According to Alessio de Longis, Senior Portfolio Manager at Invesco, US Treasury bonds offer greater investment value than European bonds amid rising prospects of Federal Reserve rate cuts and the restoration of Treasuries' traditional safe-haven status.
US Treasuries initially underperformed European government bonds following Trump's implementation of "Liberation Day" tariff policies in April, as this move shook confidence in the safety of US debt. However, de Longis stated that his overweight position, held since the beginning of the year, has been "powerfully vindicated" as declining US employment data has prompted expectations for more aggressive Fed easing.
"Foreign central banks are more advanced in implementing accommodative policies, and we believe the Federal Reserve still has room to lower interest rates," he said in an interview. "The reason fixed-income assets are performing well should be more signs of economic slowdown in the remaining months of this year."
A crucial test will come on Friday when Fed Chairman Powell delivers his highly anticipated speech at the Jackson Hole global central bank meeting. Market rate expectations indicate the Fed will cut rates twice by 25 basis points by year-end, and de Longis anticipates Powell will reference the possibility of a September rate cut.

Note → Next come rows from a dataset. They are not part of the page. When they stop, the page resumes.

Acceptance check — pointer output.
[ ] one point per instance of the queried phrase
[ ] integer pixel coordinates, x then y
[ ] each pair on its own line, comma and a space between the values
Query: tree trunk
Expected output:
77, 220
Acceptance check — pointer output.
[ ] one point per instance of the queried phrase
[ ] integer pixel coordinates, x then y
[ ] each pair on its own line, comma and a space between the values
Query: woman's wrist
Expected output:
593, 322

"US labor market reports are increasingly becoming 'the most watched economic data,'" de Longis noted. He also stated that investors are "trying to shift more investments toward safer fixed-income assets."

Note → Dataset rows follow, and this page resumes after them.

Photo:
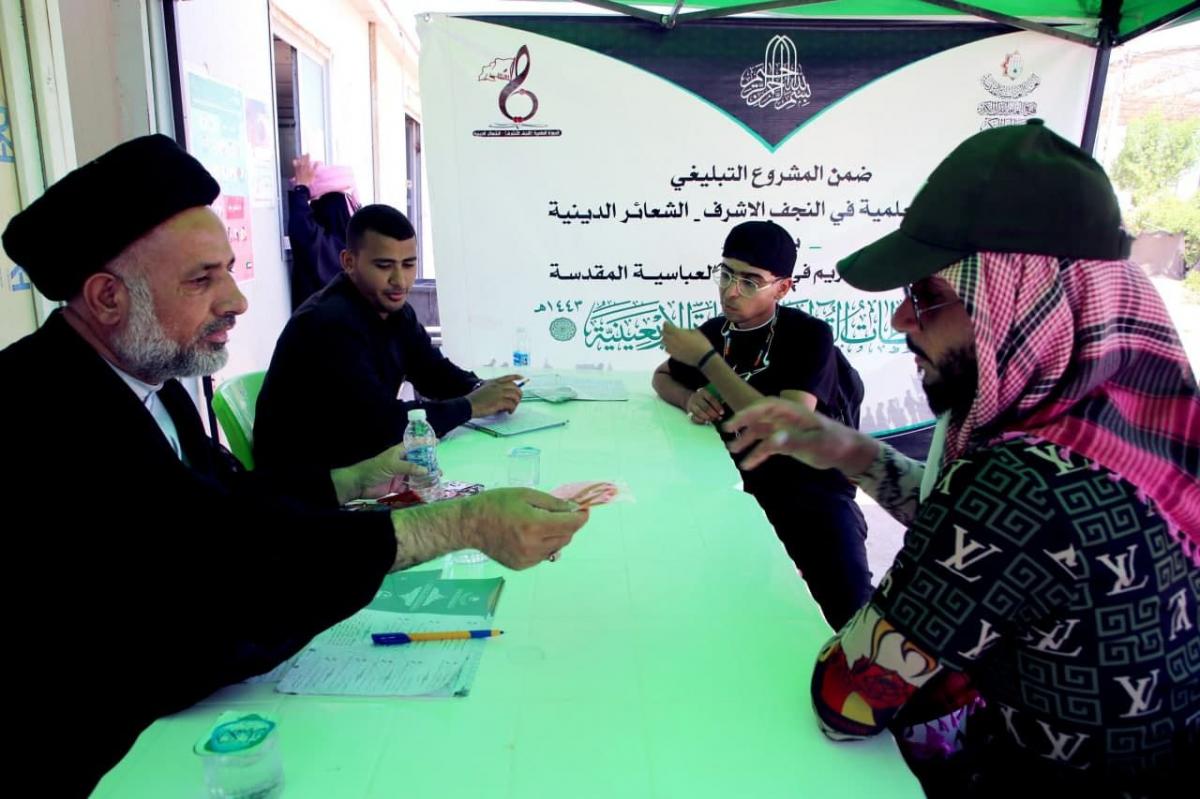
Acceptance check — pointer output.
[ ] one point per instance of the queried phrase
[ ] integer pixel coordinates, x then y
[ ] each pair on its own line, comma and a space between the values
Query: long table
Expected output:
667, 654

Since the April shock, US Treasuries have regained favor, once again becoming the preferred safe-haven asset for global investors during market turbulence. JPMorgan Asset Management indicated that European bonds' "moment in the sun" has passed, as they view US government bonds as more attractive from a valuation perspective.

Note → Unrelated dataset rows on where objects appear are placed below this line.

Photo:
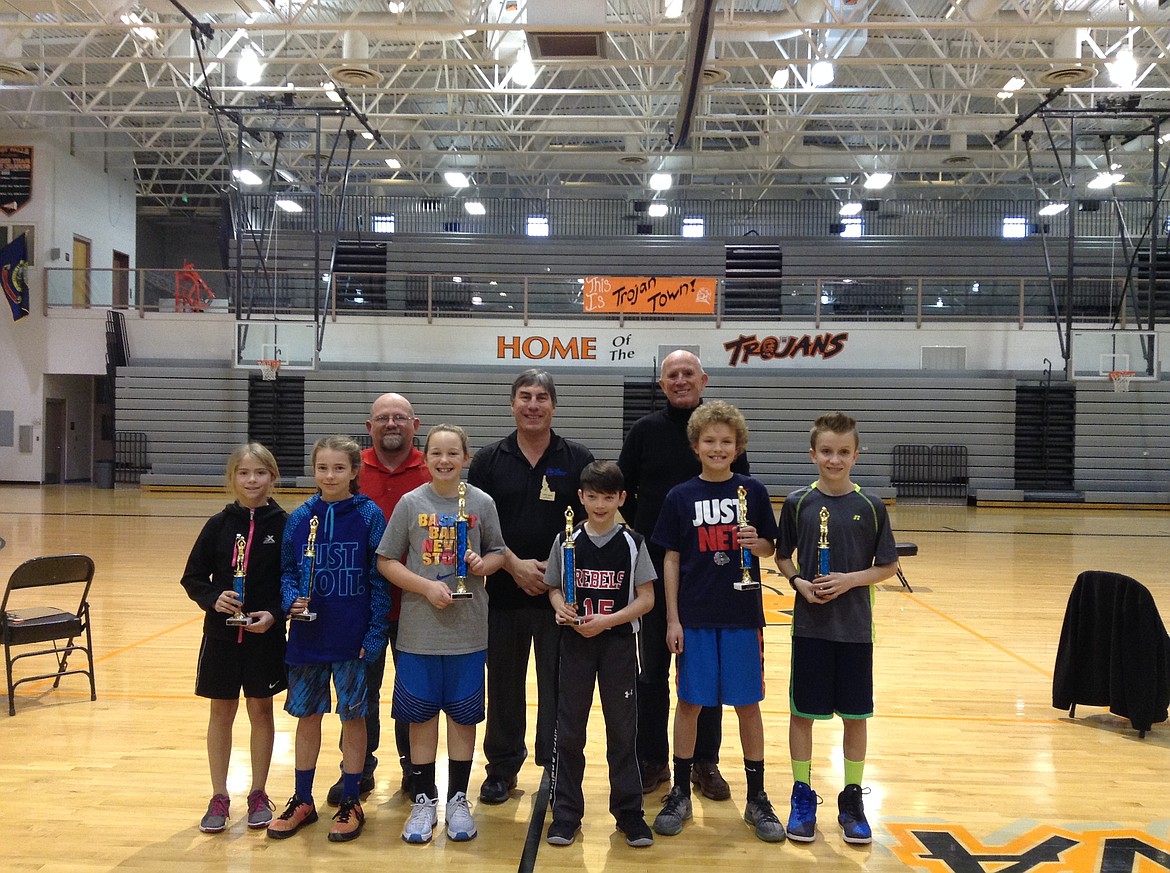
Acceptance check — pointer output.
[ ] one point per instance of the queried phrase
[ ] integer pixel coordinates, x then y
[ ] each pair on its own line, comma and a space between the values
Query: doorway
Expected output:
81, 255
54, 440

Schroders analysts noted this week that the European Central Bank's cautious approach to rate cuts "further suggests reducing exposure to European bonds."
On Thursday, the US 10-year Treasury yield remained relatively unchanged at 4.31%, approximately 30 basis points lower than levels reached in May. The yield spread between US Treasuries and German bonds has narrowed from nearly 200 basis points in June to about 155 basis points. On April 3, this spread was 137 basis points.